= Laufakanaʻa =

Tongan god

In the Polynesian mythology of Tonga, Laufakanaʻa (speak to silence; i.e.: command [the winds] to calm down) was a primordial creator god, and his home was ʻAta.

In Tongan cosmogony, the sky and the sea, and the land of Pulotu (the dark underworld, the home of the souls of departed chiefs) existed from the earliest times. All other lands were created later. Either they were thrown down from the sky by Havea Hikuleʻo or, subsequently, they were fished up by Maui from the bottom of the ocean. All the makafonua (landstones) of Hikuleʻo were full of unevenness, and tended to jump around (that is, they were the source of earthquakes) and were full of holes and pits (that is, volcanoes), while Maui's lands were smooth (coral islands and atolls). ʻAta and ʻEua, the islands which were fished up first, were quite hilly, as Maui apparently was not an expert fisherman yet.
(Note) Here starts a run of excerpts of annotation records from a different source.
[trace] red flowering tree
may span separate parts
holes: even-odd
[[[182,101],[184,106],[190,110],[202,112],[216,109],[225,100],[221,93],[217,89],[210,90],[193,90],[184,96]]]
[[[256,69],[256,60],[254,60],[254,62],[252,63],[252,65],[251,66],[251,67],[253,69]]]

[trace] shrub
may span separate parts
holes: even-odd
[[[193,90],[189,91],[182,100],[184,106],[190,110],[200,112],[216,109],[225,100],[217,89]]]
His next catch, (Tongatapu) he kept much smoother.

The first people of ʻAta came forth directly from the same uanga (fly larva, maggot) as Kohai, Koau, mo Momo, and were the ancestors of all other men. At that time the god Tamapoʻuliʻalamafoa was the king of the sky, and he commanded some of the Tangaloa gods to tell the faʻahikehe (sub-god) Laufakanaʻa to go down to the realm of light (i.e. the earth, not Pulotu) to become ruler of ʻAta and also ruler of the winds. Whenever a boat came to ʻAta in stormy weather, Laufakanaʻa had to listen to the prayers of the crew and give them a good wind to sail on. The prayer had to consist of an offering of mā (meal of fermented breadfruit) cooked in the oil of the grated coconut.
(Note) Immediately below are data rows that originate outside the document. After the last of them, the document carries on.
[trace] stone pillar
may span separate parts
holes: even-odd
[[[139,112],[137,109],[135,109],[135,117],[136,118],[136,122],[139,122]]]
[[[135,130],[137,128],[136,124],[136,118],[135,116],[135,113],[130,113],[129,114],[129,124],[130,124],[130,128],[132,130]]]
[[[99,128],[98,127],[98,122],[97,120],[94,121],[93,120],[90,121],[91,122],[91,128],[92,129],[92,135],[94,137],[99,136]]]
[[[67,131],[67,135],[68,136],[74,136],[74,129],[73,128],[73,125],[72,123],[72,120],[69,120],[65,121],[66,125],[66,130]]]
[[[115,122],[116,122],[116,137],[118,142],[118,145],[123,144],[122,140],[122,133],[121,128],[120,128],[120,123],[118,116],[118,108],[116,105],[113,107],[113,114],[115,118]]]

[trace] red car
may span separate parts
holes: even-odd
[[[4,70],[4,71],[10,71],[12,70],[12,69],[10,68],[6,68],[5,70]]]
Laufakanaʻa also brought a special fishing net with him. This typical ʻAta-net was used by the islanders on special occasions, as when they went fishing for the Tuʻi Tonga. As well, the putalinga (a kind of plantain), the sī (ti (plant)), the ngū-ʻata and tua-ʻata yams were brought down from the sky by Laufakanaʻa and first grew on ʻAta, before they spread to the other islands.